La Tagliatella is a faithful rendition of an Italian-themed tourist restaurant. It has enough seating to host the mall-walking masses, clichés all over the walls and a wide selection of slightly overpriced, slightly nefarious pizza and pasta.
Set in Hongkou’s recently opened Ruifeng Plaza, La Tagliatelle’s cavernous dining room is centered by a large pizza oven and chefs turning sheets of fresh pasta. Every other surface is entirely covered with an overload of wood panels, mirrors, lamps, pictures, pasta related slogans and general Italian chintz.
The menu is an overload too. There are a dozen types of pasta and another eight of ravioli. Each can be combined with any of 15-plus sauces in seemingly limitless combinations from RMB78 to RMB108. We took a moment to do the math while tucking into a ‘Torre Pisa’ stack of aubergine, tomato and buffalo mozzarella (RMB68). With frozen-in-the-centre cheese and limp tomato, we wished we had stayed focused.
We paired gorgonzola and pear ravioli with a creamy tomato and pine nut pesto rossa (RMB108). The result was a battle of flavors with well-stuffed triangles in a complex sauce. It worked quite well though became ultimately heavy given the large portion.
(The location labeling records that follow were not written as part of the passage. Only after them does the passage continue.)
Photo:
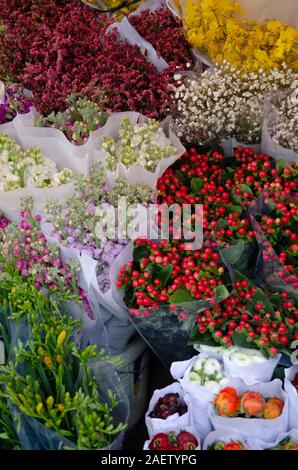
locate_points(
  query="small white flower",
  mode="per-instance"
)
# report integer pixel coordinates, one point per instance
(193, 377)
(199, 364)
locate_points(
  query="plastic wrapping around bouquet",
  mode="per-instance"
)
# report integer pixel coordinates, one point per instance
(179, 423)
(231, 144)
(259, 444)
(33, 435)
(54, 149)
(290, 374)
(189, 429)
(135, 173)
(224, 435)
(259, 428)
(266, 272)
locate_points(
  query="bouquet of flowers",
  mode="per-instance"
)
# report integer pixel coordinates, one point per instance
(27, 169)
(184, 440)
(250, 316)
(81, 117)
(259, 412)
(12, 103)
(225, 102)
(59, 398)
(166, 35)
(25, 253)
(142, 145)
(217, 29)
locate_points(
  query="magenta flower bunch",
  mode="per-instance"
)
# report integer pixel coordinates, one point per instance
(166, 35)
(13, 102)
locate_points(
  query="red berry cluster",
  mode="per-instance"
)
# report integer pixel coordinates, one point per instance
(168, 268)
(270, 325)
(170, 441)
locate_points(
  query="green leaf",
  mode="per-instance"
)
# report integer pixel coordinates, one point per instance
(221, 292)
(140, 252)
(180, 296)
(165, 273)
(197, 184)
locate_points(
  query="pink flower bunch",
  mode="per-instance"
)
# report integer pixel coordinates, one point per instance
(20, 21)
(166, 35)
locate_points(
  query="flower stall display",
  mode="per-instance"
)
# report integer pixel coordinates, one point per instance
(168, 408)
(81, 117)
(260, 411)
(28, 169)
(285, 441)
(223, 439)
(175, 440)
(280, 126)
(250, 365)
(201, 377)
(13, 102)
(291, 387)
(165, 33)
(58, 398)
(225, 102)
(217, 29)
(137, 149)
(35, 169)
(83, 233)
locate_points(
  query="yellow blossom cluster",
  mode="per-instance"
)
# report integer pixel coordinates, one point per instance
(217, 28)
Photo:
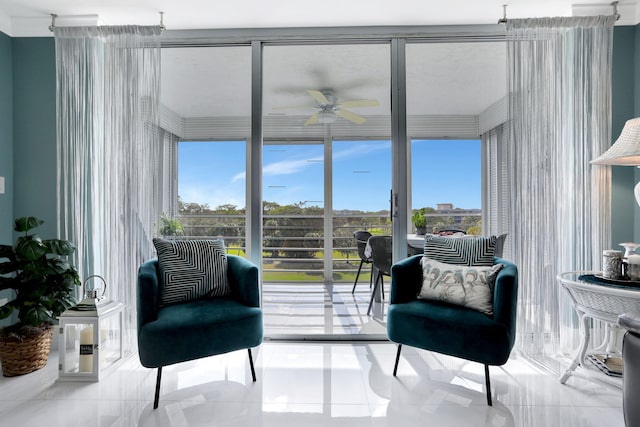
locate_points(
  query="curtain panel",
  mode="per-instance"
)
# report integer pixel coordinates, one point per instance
(109, 152)
(559, 72)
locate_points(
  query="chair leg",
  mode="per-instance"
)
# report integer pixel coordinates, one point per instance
(488, 383)
(357, 276)
(253, 371)
(157, 396)
(395, 367)
(373, 294)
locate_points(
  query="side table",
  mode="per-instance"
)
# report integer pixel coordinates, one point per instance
(603, 302)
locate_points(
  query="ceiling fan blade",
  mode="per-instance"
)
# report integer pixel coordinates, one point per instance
(318, 96)
(351, 116)
(360, 103)
(296, 107)
(312, 120)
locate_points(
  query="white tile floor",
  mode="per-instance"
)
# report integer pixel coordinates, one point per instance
(312, 384)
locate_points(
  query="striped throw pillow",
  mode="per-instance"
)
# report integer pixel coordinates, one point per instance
(477, 251)
(191, 269)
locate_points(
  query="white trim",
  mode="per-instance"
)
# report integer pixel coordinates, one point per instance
(38, 26)
(628, 11)
(5, 24)
(494, 115)
(287, 127)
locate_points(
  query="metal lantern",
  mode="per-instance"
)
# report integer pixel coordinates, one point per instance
(90, 335)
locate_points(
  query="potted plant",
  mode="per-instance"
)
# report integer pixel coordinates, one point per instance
(170, 226)
(419, 221)
(43, 282)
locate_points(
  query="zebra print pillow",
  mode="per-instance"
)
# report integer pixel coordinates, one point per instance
(478, 251)
(191, 269)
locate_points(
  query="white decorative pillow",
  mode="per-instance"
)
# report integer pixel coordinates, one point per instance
(469, 286)
(191, 269)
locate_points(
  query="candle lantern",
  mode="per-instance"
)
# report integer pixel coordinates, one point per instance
(90, 333)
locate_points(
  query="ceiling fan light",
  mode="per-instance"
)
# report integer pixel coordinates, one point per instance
(327, 117)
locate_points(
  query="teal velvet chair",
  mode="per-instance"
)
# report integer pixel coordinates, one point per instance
(201, 328)
(452, 329)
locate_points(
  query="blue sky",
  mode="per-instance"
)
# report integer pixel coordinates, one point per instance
(443, 171)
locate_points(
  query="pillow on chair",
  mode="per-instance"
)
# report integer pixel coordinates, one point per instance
(461, 251)
(191, 269)
(469, 286)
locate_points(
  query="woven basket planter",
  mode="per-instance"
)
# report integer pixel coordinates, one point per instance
(22, 357)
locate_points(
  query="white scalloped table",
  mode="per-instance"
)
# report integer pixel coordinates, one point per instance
(601, 302)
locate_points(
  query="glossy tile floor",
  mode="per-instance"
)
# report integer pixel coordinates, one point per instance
(312, 384)
(323, 310)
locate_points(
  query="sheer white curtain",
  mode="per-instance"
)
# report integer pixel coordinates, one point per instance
(559, 72)
(109, 152)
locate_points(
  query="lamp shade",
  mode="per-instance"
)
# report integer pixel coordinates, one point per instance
(626, 150)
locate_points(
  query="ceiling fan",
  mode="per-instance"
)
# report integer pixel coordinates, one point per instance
(329, 108)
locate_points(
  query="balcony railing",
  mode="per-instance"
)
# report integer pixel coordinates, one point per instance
(294, 247)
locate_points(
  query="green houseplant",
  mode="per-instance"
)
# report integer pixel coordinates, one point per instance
(43, 281)
(170, 226)
(419, 221)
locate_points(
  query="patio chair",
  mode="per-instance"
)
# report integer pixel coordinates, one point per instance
(381, 254)
(362, 237)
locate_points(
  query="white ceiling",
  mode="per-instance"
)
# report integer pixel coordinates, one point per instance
(203, 82)
(17, 15)
(446, 78)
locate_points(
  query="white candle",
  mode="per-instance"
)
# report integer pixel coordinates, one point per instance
(86, 349)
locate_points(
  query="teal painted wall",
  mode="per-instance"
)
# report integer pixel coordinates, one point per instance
(6, 138)
(34, 131)
(6, 148)
(623, 70)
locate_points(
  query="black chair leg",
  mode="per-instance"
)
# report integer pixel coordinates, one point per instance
(253, 371)
(488, 383)
(395, 367)
(157, 396)
(373, 294)
(357, 276)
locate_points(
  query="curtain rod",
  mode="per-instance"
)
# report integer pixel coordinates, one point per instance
(54, 16)
(503, 20)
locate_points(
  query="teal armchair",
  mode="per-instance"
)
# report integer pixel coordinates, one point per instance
(452, 329)
(201, 328)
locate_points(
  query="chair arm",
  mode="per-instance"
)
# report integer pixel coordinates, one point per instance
(148, 292)
(505, 295)
(244, 280)
(406, 280)
(630, 321)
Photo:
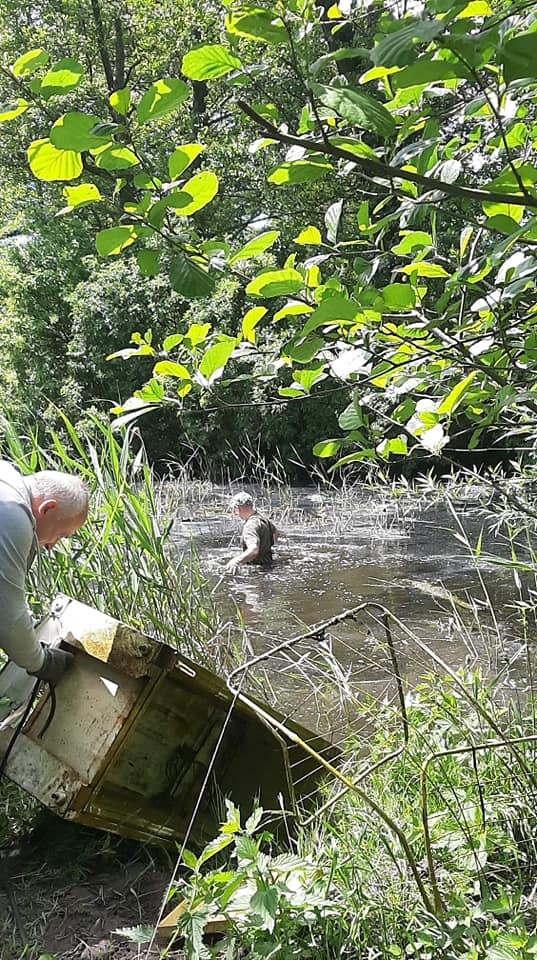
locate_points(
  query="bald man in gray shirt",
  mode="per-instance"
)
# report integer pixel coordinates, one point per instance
(35, 511)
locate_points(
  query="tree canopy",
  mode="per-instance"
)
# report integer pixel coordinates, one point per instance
(361, 178)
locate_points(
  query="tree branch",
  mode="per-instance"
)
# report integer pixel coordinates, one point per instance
(375, 168)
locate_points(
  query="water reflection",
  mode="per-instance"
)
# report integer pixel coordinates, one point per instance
(414, 565)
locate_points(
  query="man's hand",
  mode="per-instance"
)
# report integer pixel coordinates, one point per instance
(54, 665)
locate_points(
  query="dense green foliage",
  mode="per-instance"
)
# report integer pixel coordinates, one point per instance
(394, 230)
(460, 792)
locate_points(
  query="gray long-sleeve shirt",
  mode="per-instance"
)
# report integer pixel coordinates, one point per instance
(18, 548)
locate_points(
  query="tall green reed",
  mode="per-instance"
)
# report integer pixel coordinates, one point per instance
(123, 560)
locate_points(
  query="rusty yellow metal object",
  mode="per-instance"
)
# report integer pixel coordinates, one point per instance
(146, 743)
(213, 927)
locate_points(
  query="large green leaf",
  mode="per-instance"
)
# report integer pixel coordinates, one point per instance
(120, 101)
(519, 57)
(454, 397)
(73, 132)
(116, 157)
(255, 247)
(111, 242)
(182, 157)
(61, 78)
(162, 97)
(396, 49)
(254, 23)
(300, 171)
(149, 263)
(425, 71)
(209, 62)
(8, 111)
(29, 62)
(49, 163)
(189, 279)
(275, 283)
(357, 108)
(201, 188)
(303, 350)
(216, 357)
(333, 310)
(399, 296)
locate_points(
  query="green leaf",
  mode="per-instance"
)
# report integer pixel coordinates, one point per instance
(502, 223)
(189, 279)
(454, 397)
(518, 57)
(189, 859)
(61, 78)
(167, 368)
(309, 236)
(120, 101)
(111, 242)
(257, 24)
(309, 377)
(351, 418)
(255, 247)
(395, 49)
(197, 333)
(399, 296)
(82, 195)
(303, 350)
(333, 310)
(275, 283)
(353, 458)
(213, 847)
(73, 132)
(300, 171)
(148, 262)
(326, 448)
(425, 71)
(209, 62)
(331, 220)
(29, 62)
(8, 111)
(49, 163)
(201, 188)
(264, 903)
(116, 158)
(424, 269)
(140, 934)
(250, 321)
(292, 309)
(357, 108)
(413, 240)
(182, 157)
(216, 357)
(162, 97)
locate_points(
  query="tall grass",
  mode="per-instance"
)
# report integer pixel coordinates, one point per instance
(121, 561)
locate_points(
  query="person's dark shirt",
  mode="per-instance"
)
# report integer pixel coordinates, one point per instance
(259, 532)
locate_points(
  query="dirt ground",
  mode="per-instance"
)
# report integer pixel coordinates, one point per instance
(72, 888)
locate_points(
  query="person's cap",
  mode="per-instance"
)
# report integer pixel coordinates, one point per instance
(241, 499)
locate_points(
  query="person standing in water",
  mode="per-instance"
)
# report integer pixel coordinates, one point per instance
(257, 537)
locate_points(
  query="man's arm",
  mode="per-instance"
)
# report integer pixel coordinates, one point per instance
(252, 549)
(17, 635)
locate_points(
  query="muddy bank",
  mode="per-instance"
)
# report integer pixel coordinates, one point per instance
(73, 887)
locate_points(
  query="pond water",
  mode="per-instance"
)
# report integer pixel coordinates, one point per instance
(336, 553)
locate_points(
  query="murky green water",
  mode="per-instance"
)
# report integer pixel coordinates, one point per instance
(331, 559)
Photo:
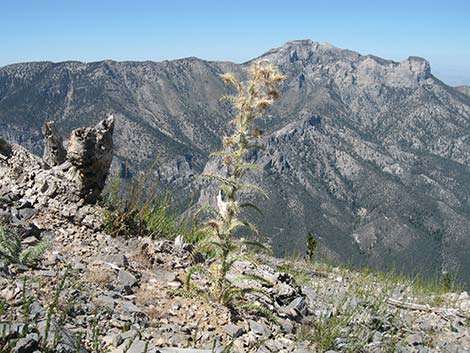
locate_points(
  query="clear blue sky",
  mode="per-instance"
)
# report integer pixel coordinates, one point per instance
(234, 30)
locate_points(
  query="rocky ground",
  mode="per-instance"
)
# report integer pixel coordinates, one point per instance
(91, 292)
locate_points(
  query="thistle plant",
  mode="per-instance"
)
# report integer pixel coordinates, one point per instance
(253, 98)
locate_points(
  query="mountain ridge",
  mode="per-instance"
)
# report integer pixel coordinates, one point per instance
(370, 154)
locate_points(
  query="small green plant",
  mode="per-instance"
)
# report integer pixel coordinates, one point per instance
(312, 247)
(12, 252)
(253, 98)
(140, 211)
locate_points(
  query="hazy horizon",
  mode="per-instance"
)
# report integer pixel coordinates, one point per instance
(87, 31)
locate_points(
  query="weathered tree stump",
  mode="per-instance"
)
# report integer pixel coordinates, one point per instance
(54, 151)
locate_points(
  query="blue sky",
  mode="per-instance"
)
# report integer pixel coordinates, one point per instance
(235, 30)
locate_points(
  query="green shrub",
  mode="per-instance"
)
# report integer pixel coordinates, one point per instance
(11, 251)
(140, 211)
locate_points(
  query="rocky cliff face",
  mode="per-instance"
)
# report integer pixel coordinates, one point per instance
(369, 154)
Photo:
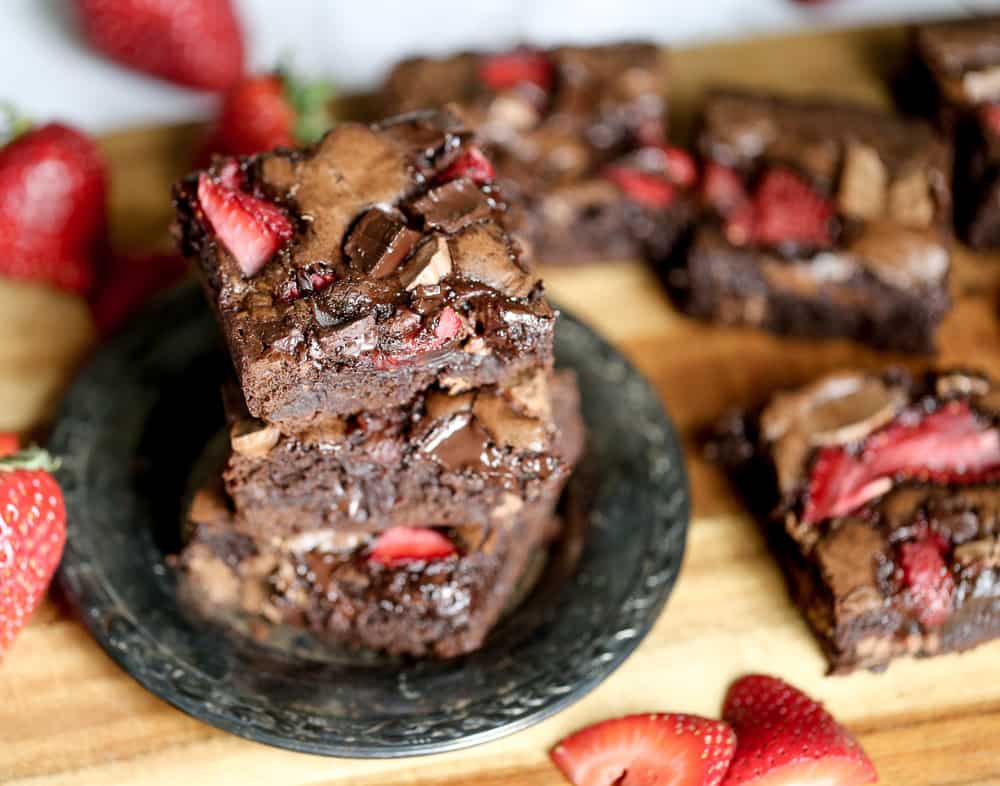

Pizzas are more straightforward on the senses but that doesn’t help. An almost scandalous prosciutto pizza (RMB78, pictured above) comes not with prosciutto but circles of cheap boiled ham. Bases are thin and crisp enough, but at this price they come nowhere close to the quality of Bella Mia’s. Avoid the domed Toscana calzone (RMB88), a cake-like experience of soggy dough, bland ham and tomato contents and overly sweet balsamic glaze.
If this were a second or third tier city, we’d be here every week and probably bring relatives too. But we’re in Shanghai, where the bar is set much higher.